AA：アラキドン酸、BMI：ボディマス指数、BRCA1：乳癌-1遺伝子、DHA：ドコサヘキサエン酸、EPA：エイコサペンタエン酸、ER：エストロゲン受容体、GC：ビタミンD結合蛋白質コード遺伝子、IGF-1：インシュリン様成長因子、IV:intravenous; MTHFR: 5,10-methylenetetrahydrofolate reductase; MTR: methionine synthase; PR: progesterone receptor; PUFAs: polyunsaturated fatty acids; RARB: retinoic acid receptor-beta gene; VDR: vitamin D receptor.この遺伝子は、ビタミンD受容体をコードしている。

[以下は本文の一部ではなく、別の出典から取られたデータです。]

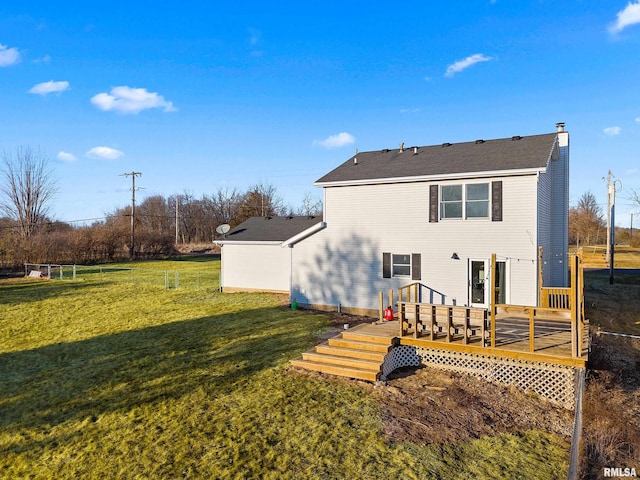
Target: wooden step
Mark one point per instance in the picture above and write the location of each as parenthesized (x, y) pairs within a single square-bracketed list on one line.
[(361, 337), (341, 371), (358, 345), (350, 353), (342, 361)]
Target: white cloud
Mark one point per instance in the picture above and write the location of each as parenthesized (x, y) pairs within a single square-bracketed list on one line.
[(66, 157), (460, 65), (8, 56), (131, 100), (627, 17), (335, 141), (106, 153), (45, 59), (49, 87)]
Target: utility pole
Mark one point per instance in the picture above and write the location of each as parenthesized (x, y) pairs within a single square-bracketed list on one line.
[(133, 176), (177, 199), (609, 214), (612, 197)]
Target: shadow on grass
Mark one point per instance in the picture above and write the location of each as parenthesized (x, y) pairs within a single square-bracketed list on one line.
[(34, 290), (44, 387)]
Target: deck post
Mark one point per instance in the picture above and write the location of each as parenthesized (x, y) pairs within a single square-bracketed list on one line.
[(492, 300), (467, 324), (575, 308), (540, 278), (403, 318), (433, 321), (532, 330)]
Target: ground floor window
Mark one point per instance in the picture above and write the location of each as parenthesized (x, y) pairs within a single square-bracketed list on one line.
[(401, 265)]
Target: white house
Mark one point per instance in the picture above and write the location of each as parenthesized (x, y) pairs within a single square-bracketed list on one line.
[(252, 255), (434, 215)]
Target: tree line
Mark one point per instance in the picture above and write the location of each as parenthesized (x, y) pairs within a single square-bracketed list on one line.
[(29, 235)]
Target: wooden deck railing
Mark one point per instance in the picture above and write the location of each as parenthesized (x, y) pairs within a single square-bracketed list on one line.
[(443, 322), (555, 297), (469, 325)]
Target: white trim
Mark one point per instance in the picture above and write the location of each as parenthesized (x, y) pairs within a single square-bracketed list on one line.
[(433, 178), (240, 242), (304, 234)]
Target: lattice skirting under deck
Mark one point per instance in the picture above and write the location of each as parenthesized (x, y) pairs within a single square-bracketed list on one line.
[(556, 383)]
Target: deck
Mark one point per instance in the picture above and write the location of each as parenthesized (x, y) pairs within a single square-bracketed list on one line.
[(552, 340)]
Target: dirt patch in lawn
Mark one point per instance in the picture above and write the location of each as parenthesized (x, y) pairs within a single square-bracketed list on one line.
[(425, 405)]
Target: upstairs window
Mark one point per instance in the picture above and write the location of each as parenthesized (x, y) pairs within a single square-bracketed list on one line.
[(477, 200), (451, 202), (464, 201)]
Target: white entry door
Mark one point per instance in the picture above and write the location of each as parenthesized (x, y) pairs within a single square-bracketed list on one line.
[(479, 283)]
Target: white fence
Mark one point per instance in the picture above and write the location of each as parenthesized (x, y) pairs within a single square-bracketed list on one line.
[(169, 279)]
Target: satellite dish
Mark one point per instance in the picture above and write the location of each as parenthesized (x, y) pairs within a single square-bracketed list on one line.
[(224, 228)]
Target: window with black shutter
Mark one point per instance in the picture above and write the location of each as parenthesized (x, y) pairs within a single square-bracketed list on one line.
[(386, 265), (496, 201)]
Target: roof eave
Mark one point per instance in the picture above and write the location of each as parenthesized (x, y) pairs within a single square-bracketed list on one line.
[(304, 234), (247, 242), (433, 178)]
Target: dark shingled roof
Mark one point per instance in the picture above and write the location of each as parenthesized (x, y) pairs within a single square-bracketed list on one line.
[(270, 229), (514, 153)]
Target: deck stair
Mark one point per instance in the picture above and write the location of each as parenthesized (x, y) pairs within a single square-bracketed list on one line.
[(595, 260), (350, 355)]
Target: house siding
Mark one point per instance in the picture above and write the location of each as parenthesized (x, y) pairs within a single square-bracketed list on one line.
[(256, 267), (545, 228), (559, 170), (342, 265)]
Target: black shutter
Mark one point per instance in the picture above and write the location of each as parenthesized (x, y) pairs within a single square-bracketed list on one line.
[(386, 265), (416, 266), (433, 203), (496, 201)]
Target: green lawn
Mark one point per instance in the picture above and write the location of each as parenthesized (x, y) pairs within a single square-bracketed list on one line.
[(113, 380)]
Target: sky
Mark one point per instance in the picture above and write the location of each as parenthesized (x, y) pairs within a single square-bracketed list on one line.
[(202, 95)]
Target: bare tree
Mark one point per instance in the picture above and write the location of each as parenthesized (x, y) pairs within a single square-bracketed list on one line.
[(261, 200), (224, 205), (585, 220), (310, 206), (27, 188)]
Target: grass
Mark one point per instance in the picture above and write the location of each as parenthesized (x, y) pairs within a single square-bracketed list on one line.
[(614, 307), (102, 380)]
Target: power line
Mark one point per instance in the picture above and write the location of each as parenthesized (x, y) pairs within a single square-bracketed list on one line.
[(133, 176)]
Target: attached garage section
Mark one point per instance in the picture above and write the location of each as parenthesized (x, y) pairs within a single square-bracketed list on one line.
[(256, 255), (255, 268)]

臨床試験データに基づいて、以下のサプリメントは乳がんの病歴の異なるフェーズで使用することができる。

(i) 予防的効果

植物療法製品：亜麻仁;緑茶
栄養補助食品：オメガ3多価不飽和脂肪酸（乳がんリスクの高い女性では1日最低2.5gの摂取が必要）。

(ii) 診断後の従来型治療中

フィトテラピー製品植物療法製品： U. tomentosa（キャッツクロー）は侵襲性乳管癌ステージIIにおけるFAC（フルオロウラシル、ドキソルビシン、シクロホスファミド）レジメンの補助療法として、
Curcuma longa（クルクミン）はdocetaxel療法のコアドジュバントとして、
緑茶は放射線療法の補助剤として、 Viscum albumは副作用、再発、抗腫瘍活性として。
栄養補助食品：ビタミンC 500mg + ビタミンE 400mg（副作用の化学療法において）、ビタミンD（血清レベル30～50ng/mlを目標に必要量） + カルシウム、ビタミンDはアロマターゼ阻害剤治療のアジュバントとして、DHAは化学療法と副作用のアジュバントとして使用する。

(iii) 治療後（=生存期間）

フィトテラピー製品　サルビアとコリアンダーが免疫機能を改善する。

現在の文献に基づくと、推奨ガイドラインを達成するための高いレベルのエビデンスを得るためには、十分にデザインされた臨床試験が必要であると結論づけられる。

利益相反

本論文の発表に関して、著者らは利益相反がないことを宣言する。